Drug addiction takes advantage of that— it hijacks and artificially stimulates the reward system already in place. What's more, the dopamine release in the brain from an addictive drug like cocaine can be anywhere from two to ten times higher than inherently enjoyable things, such as food. And addictive drugs don't just activate the reward system once— they create a cycle of dependence because the brain dampens its dopamine response each time, so more and more of the drug is needed to get the same high.

There's no consistent evidence that this happens with food, even in people who have eating disorders that involve pathological binging. That said, there is a lively ongoing debate amongst psychologists as to whether obese sufferers of Binge Eating Disorder—or B. E.

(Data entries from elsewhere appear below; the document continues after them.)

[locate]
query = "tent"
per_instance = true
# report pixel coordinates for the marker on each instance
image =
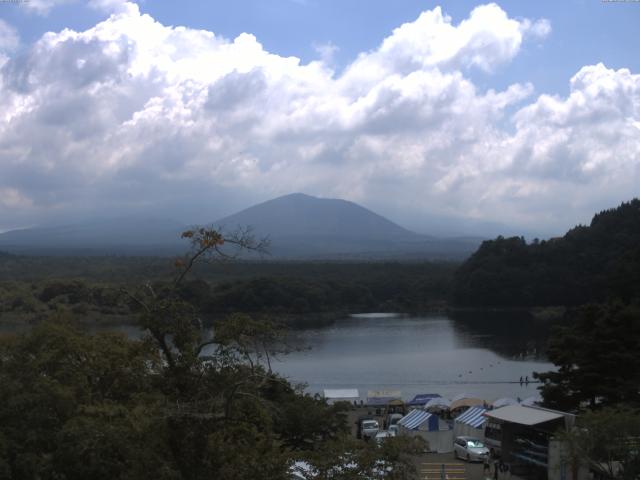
(531, 401)
(381, 398)
(341, 395)
(465, 402)
(503, 402)
(470, 423)
(422, 399)
(437, 404)
(429, 426)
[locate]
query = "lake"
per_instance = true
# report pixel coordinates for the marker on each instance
(481, 354)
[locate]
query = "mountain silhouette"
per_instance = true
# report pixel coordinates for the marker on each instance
(298, 226)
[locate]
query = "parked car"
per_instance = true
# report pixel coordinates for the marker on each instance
(369, 428)
(392, 419)
(470, 449)
(382, 435)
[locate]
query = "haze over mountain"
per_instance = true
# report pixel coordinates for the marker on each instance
(298, 226)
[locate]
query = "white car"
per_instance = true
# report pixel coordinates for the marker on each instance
(369, 428)
(470, 449)
(382, 435)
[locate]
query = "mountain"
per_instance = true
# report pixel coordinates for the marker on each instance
(299, 227)
(588, 264)
(125, 236)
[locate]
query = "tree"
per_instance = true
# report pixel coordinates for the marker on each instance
(606, 441)
(597, 358)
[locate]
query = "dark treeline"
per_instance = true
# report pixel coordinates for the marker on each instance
(91, 287)
(588, 264)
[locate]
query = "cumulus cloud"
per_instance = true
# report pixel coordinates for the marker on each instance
(43, 7)
(9, 38)
(133, 112)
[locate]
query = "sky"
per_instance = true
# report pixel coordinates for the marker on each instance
(451, 117)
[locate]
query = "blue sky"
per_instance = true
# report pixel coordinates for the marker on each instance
(584, 31)
(492, 131)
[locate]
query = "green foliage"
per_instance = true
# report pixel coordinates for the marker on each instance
(606, 441)
(588, 264)
(596, 353)
(184, 403)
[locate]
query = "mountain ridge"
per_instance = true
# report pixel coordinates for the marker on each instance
(299, 226)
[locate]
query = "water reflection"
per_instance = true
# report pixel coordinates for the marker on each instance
(419, 355)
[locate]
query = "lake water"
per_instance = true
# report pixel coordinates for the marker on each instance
(483, 355)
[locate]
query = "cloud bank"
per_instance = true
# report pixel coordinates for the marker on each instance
(133, 113)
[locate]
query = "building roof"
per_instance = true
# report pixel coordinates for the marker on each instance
(503, 402)
(438, 403)
(384, 394)
(423, 398)
(523, 415)
(414, 419)
(341, 393)
(473, 417)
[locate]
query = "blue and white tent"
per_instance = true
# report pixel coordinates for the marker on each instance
(437, 433)
(422, 399)
(470, 423)
(419, 420)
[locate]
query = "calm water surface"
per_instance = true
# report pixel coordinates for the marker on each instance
(482, 355)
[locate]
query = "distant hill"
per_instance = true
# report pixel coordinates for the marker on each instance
(125, 236)
(588, 264)
(302, 226)
(299, 227)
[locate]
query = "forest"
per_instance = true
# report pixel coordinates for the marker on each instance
(91, 287)
(588, 264)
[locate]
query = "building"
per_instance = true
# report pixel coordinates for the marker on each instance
(525, 435)
(437, 432)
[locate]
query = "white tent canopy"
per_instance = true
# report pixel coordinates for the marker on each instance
(503, 402)
(341, 395)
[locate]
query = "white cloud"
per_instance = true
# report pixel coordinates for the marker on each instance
(132, 112)
(43, 7)
(9, 38)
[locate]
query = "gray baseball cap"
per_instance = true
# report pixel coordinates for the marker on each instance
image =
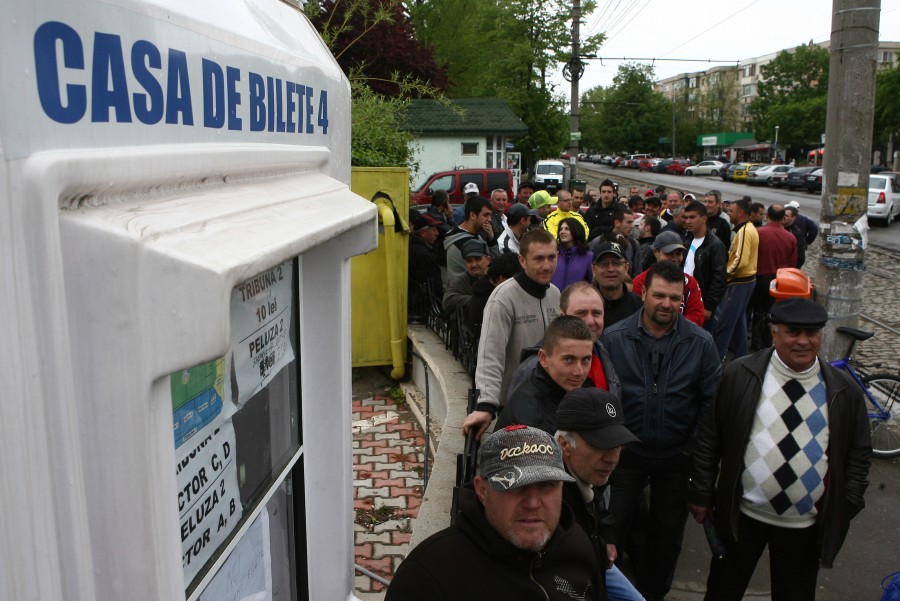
(517, 456)
(668, 242)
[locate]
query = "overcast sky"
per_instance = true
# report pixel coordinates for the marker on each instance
(720, 31)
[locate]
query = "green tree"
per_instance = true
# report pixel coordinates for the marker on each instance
(633, 115)
(507, 49)
(793, 94)
(375, 45)
(377, 139)
(887, 105)
(591, 103)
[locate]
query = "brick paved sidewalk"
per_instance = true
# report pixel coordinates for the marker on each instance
(388, 468)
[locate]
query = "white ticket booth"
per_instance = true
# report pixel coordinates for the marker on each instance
(175, 235)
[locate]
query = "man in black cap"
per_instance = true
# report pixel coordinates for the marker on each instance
(518, 220)
(591, 435)
(610, 269)
(781, 460)
(513, 538)
(425, 281)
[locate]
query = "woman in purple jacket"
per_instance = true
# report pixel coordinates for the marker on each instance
(574, 262)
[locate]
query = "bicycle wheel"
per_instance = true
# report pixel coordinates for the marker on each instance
(885, 391)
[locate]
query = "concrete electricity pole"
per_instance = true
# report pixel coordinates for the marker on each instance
(848, 129)
(573, 72)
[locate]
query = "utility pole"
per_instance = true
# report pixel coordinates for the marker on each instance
(848, 128)
(573, 73)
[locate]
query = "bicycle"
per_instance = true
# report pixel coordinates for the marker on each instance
(882, 393)
(881, 390)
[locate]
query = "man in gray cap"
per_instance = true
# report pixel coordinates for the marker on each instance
(781, 460)
(518, 221)
(513, 537)
(477, 260)
(591, 435)
(668, 247)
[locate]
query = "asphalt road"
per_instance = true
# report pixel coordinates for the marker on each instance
(810, 204)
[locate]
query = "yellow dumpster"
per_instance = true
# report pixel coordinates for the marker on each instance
(379, 291)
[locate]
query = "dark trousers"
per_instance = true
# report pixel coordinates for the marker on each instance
(793, 562)
(731, 319)
(667, 514)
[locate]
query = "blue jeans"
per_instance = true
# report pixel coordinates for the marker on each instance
(731, 319)
(619, 588)
(667, 514)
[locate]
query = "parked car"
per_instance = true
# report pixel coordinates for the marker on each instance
(884, 198)
(662, 166)
(454, 182)
(678, 166)
(763, 175)
(777, 178)
(647, 164)
(549, 175)
(740, 174)
(814, 181)
(728, 173)
(895, 175)
(704, 168)
(796, 178)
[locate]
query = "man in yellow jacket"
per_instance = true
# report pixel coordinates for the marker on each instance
(731, 317)
(563, 211)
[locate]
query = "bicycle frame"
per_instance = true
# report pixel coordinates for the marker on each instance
(845, 364)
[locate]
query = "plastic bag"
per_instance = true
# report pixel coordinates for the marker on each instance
(891, 586)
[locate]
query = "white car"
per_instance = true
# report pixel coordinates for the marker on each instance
(705, 168)
(549, 175)
(884, 198)
(763, 176)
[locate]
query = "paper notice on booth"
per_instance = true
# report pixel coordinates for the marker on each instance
(247, 573)
(209, 500)
(260, 329)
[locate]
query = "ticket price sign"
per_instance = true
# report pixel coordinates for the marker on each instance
(236, 426)
(260, 322)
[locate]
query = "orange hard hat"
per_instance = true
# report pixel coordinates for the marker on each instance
(790, 282)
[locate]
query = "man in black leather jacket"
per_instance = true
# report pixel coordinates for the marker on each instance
(781, 460)
(516, 540)
(564, 361)
(709, 260)
(669, 370)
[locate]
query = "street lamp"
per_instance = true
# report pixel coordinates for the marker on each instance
(775, 146)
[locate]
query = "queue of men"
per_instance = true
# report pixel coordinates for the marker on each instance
(613, 420)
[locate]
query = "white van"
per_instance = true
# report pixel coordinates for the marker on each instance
(549, 175)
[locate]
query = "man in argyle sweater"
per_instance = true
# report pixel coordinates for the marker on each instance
(781, 460)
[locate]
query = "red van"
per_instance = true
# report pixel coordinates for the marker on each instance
(454, 182)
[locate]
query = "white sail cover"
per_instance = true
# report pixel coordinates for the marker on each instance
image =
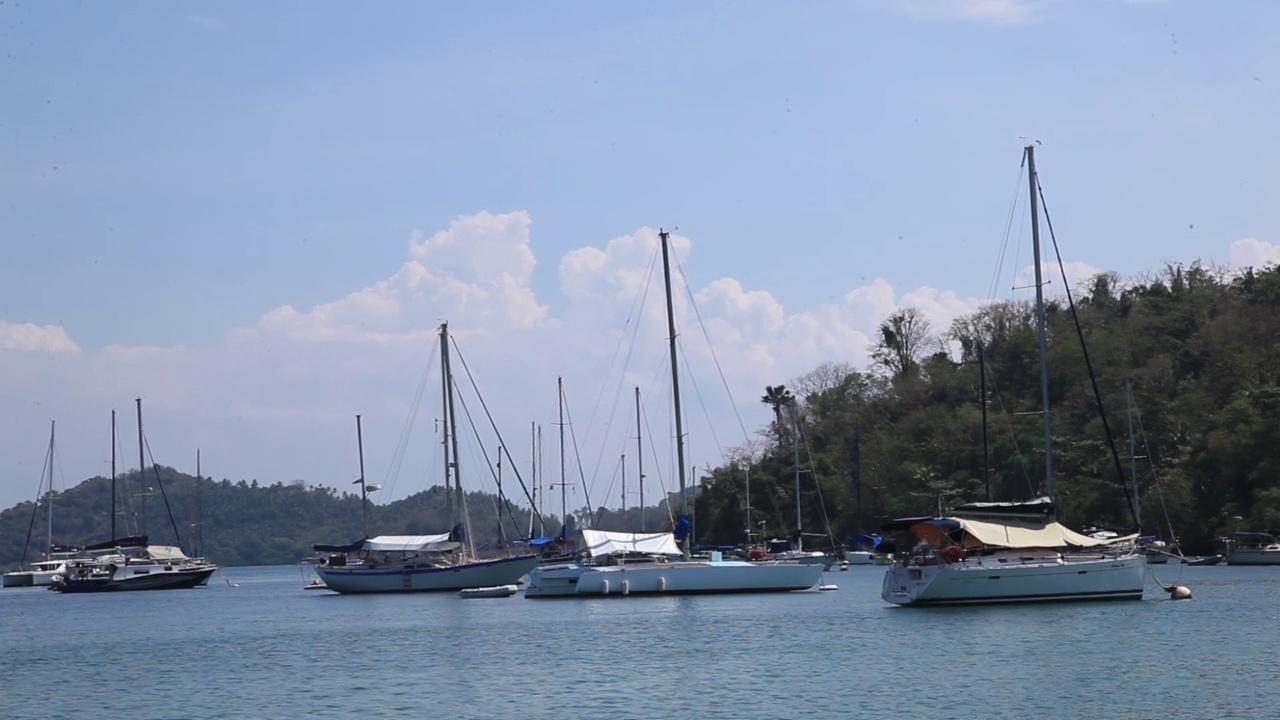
(600, 542)
(410, 543)
(1032, 534)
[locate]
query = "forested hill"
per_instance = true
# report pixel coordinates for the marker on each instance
(1200, 346)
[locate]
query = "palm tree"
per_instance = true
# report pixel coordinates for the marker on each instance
(777, 397)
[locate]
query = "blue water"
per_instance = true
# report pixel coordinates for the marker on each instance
(268, 648)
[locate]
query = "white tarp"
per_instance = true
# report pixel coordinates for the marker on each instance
(410, 543)
(600, 542)
(1032, 534)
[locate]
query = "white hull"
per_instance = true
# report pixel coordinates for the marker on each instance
(359, 578)
(1042, 579)
(1265, 556)
(671, 578)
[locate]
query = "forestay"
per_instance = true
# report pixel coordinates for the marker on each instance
(600, 543)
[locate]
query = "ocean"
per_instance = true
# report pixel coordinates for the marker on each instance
(266, 648)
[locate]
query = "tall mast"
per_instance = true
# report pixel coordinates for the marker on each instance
(49, 528)
(795, 442)
(986, 443)
(560, 402)
(452, 433)
(640, 459)
(200, 516)
(364, 488)
(675, 381)
(533, 477)
(1041, 323)
(142, 469)
(113, 474)
(1133, 455)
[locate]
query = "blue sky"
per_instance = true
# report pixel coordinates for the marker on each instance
(254, 214)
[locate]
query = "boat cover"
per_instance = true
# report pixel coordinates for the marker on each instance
(410, 543)
(600, 542)
(1010, 533)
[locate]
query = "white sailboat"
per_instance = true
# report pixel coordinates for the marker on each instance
(626, 564)
(993, 552)
(444, 561)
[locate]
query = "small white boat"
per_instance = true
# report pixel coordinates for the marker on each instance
(494, 591)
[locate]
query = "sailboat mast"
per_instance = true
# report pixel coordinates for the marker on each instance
(795, 443)
(49, 528)
(113, 474)
(1041, 323)
(142, 469)
(364, 488)
(640, 459)
(452, 433)
(1133, 454)
(560, 404)
(675, 379)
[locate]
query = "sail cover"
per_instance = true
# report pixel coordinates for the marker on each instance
(410, 543)
(600, 542)
(1014, 534)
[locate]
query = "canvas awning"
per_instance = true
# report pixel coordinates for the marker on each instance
(1010, 533)
(410, 543)
(600, 542)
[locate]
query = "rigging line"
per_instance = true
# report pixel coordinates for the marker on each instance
(163, 493)
(1009, 228)
(1155, 477)
(657, 466)
(702, 326)
(515, 468)
(813, 473)
(1084, 349)
(702, 402)
(407, 428)
(581, 477)
(35, 506)
(636, 314)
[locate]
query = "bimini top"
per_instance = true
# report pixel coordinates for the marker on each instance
(396, 543)
(1011, 533)
(600, 542)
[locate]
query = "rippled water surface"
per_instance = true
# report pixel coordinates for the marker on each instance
(268, 648)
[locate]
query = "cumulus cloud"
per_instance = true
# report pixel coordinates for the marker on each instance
(277, 399)
(35, 338)
(1253, 253)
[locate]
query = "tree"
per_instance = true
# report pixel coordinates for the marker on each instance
(901, 340)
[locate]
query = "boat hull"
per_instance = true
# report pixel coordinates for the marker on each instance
(360, 578)
(972, 582)
(1269, 556)
(155, 580)
(671, 578)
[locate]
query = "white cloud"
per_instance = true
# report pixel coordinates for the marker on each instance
(35, 338)
(995, 12)
(1253, 253)
(277, 399)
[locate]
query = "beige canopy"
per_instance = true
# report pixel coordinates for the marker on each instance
(1010, 533)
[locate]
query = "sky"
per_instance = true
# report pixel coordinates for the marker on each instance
(255, 215)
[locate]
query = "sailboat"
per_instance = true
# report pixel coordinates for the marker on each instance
(132, 563)
(995, 552)
(41, 573)
(444, 561)
(625, 564)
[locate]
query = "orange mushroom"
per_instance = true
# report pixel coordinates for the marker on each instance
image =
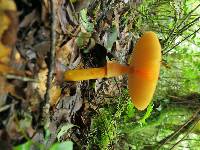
(142, 73)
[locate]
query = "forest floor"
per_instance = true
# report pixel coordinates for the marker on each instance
(84, 39)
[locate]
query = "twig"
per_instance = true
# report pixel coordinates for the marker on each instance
(182, 41)
(51, 65)
(185, 135)
(25, 79)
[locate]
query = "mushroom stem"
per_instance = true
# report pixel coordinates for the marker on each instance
(112, 69)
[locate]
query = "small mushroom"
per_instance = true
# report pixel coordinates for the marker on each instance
(142, 73)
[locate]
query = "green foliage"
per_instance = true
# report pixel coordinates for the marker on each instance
(84, 20)
(177, 25)
(25, 146)
(111, 38)
(64, 129)
(67, 145)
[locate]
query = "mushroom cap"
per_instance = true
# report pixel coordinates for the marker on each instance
(144, 70)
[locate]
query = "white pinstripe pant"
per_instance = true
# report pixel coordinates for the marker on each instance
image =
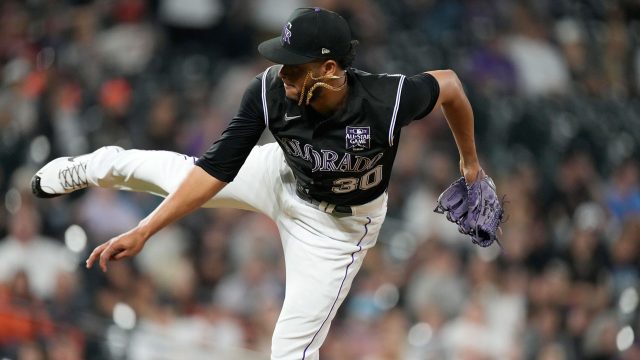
(322, 252)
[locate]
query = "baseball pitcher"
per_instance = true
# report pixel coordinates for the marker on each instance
(323, 182)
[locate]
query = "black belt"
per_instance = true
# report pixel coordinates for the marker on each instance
(322, 205)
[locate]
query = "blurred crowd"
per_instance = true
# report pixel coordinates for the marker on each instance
(554, 85)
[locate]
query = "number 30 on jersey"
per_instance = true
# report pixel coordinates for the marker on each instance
(365, 182)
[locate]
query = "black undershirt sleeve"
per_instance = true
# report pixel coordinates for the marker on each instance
(225, 157)
(419, 96)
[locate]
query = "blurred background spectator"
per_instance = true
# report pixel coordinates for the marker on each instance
(554, 85)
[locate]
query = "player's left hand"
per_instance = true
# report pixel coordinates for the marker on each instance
(120, 247)
(474, 207)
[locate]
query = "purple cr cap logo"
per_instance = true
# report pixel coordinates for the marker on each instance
(286, 34)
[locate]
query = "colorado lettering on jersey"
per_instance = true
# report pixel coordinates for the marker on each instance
(329, 160)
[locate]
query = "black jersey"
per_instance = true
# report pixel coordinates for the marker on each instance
(343, 159)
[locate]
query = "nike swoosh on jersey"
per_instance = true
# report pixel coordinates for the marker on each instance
(289, 118)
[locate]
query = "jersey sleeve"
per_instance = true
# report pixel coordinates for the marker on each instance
(225, 157)
(419, 96)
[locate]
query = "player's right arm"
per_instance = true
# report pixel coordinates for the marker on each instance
(195, 190)
(217, 167)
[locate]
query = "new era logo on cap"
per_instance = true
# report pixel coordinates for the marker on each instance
(309, 34)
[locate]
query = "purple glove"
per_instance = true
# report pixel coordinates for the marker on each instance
(475, 208)
(453, 202)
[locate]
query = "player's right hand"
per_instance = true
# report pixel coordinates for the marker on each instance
(120, 247)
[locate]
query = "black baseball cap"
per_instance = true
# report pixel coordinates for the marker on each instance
(309, 34)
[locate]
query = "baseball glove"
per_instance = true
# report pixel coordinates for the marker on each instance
(475, 208)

D— are genetically predisposed to experience a ‘drug like hit' from sugary, fatty foods. But even if food addictions are a thing for that specific subset of people with that disorder, that doesn't automatically make cheese or any food, quote, “as addictive as crack” to the general population. That would be like saying because some people are compulsive exercisers, running is as addictive as heroin.

While there is some evidence that cheese is more likely than some foods to be consumed in a problematic manner, and it does act as a reward, we currently don't have any reason to believe that your favorite brie has the same addictive qualities as cocaine. So, by all means be mindful that your eating habits are driven by sensible dietary choices, but don't mind throwing some cheese in there now and then. After all, cheese isn't exactly as addictive as crack.